Completeness of the “bacilloscopy” field was very poor. It is neither a mandatory nor an essential field for filling out on the notification form. Its use is recommended when there is certainty that testing is available. Slit-skin smear bacilloscopy is an auxiliary examination for diagnosis and classification of the disease, in addition to assisting with defining leprosy relapse. This poor performance may be a consequence of centralizing sample collections and tests at a health service, as well as its non-mandatory nature. Similar findings were found in studies carried out in Bahia, between 2001-2014 and 2005-2015, and in Mato Grosso, between 2001 and 2013, with individuals under 15 years of age.25
As for case follow-up, the “No. of supervised doses” field was completed in less than 50% of the cases monitored, at all levels of health services. This finding is worrying, because monitoring the monthly dose is an opportunity to assess the health service user and reinforce guidelines on treatment and self-care. Monitoring monthly doses makes it possible to identify service users who fail to attend, and they should receive a home visit within 30 days, in order to avoid treatment abandonment.21
In general, recording of the “No. of contacts examined” during treatment scored a very poor degree of completeness. Completing this field correctly contributes to assessment of the capacity of health services in performing surveillance actions aimed at this group, as well as contributing to building the operational indicator that verifies the proportion of leprosy contacts examined, among those recorded.23),(24 A study carried out in 2014 in the municipality of Cacoal, state of Rondônia, in Northern Brazil, found low completeness for dermatological and neurological clinical evaluation of contacts, and reiterated the need for more evidence-based health education actions.25
Examination of contacts is the main active tracing activity for new cases, among people who live or have lived with a person affected by leprosy. Individuals identified as contacts of leprosy cases represent the group with the highest risk of contracting leprosy compared to the general population. Active tracing promotes early diagnosis and prevention of disabilities and permanent sequelae caused by the disease. Examining contacts is a fundamental strategy for surveillance and breaking the leprosy transmission chain.25
The consistency of the information system evaluated in this study, especially when pairing “clinical form” with “operational classification” or with “initial treatment regimen”, proved to be low. However, when “operational classification” was paired with “treatment regimen”, excellent consistency was found between both variables. The pairing of “operational classification” with “No. of skin lesions” revealed regular consistency, impacted by paucibacillary cases with more than six skin lesions. Similar findings were found for Teresina, capital of the state of Piauí, in 2012.20 As such, the importance of knowing the different clinical presentations of the disease and guaranteeing the recording of data was demonstrated, especially when classification mistakes occur.

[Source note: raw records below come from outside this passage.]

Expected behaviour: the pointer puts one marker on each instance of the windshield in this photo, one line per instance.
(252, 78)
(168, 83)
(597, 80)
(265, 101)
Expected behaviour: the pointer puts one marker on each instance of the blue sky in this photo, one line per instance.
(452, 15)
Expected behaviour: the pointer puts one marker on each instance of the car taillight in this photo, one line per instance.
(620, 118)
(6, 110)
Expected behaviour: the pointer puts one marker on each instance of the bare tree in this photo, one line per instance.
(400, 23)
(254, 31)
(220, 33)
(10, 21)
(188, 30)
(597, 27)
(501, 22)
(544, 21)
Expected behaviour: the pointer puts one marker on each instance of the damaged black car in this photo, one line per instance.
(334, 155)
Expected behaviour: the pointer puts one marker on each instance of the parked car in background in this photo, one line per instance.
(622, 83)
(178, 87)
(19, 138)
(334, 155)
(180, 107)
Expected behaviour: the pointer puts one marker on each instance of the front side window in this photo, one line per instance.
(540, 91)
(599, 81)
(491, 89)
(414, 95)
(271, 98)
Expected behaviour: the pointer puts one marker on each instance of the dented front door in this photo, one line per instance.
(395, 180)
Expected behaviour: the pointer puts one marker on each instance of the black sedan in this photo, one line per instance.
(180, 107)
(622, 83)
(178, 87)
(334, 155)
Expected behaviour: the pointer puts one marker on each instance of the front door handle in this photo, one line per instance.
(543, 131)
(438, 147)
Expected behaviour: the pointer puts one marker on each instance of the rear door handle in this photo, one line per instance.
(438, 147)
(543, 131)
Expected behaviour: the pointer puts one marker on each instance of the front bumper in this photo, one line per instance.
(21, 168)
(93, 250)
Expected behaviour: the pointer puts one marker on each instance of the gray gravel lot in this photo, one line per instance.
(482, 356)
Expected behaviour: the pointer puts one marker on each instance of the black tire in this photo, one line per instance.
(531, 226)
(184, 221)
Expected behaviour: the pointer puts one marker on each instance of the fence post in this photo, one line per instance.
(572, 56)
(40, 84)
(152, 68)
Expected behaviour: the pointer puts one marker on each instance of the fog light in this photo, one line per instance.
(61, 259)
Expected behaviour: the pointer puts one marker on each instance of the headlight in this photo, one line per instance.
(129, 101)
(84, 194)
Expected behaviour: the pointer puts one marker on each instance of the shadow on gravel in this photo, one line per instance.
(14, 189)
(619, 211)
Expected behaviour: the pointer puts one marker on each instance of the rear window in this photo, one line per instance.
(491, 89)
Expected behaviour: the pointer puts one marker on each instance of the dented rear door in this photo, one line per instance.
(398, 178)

In conclusion, weaknesses were identified in the records of information with regard to case diagnosis, as well as in case follow-up, this being essential in order to avoid treatment abandonment, carry out surveillance of contacts and achieve a favorable outcome. Monitoring and systematic evaluation of the completeness, consistency and non-duplication of input to the SINAN is confirmed as a necessary activity for epidemiological surveillance of leprosy in the city of João Pessoa.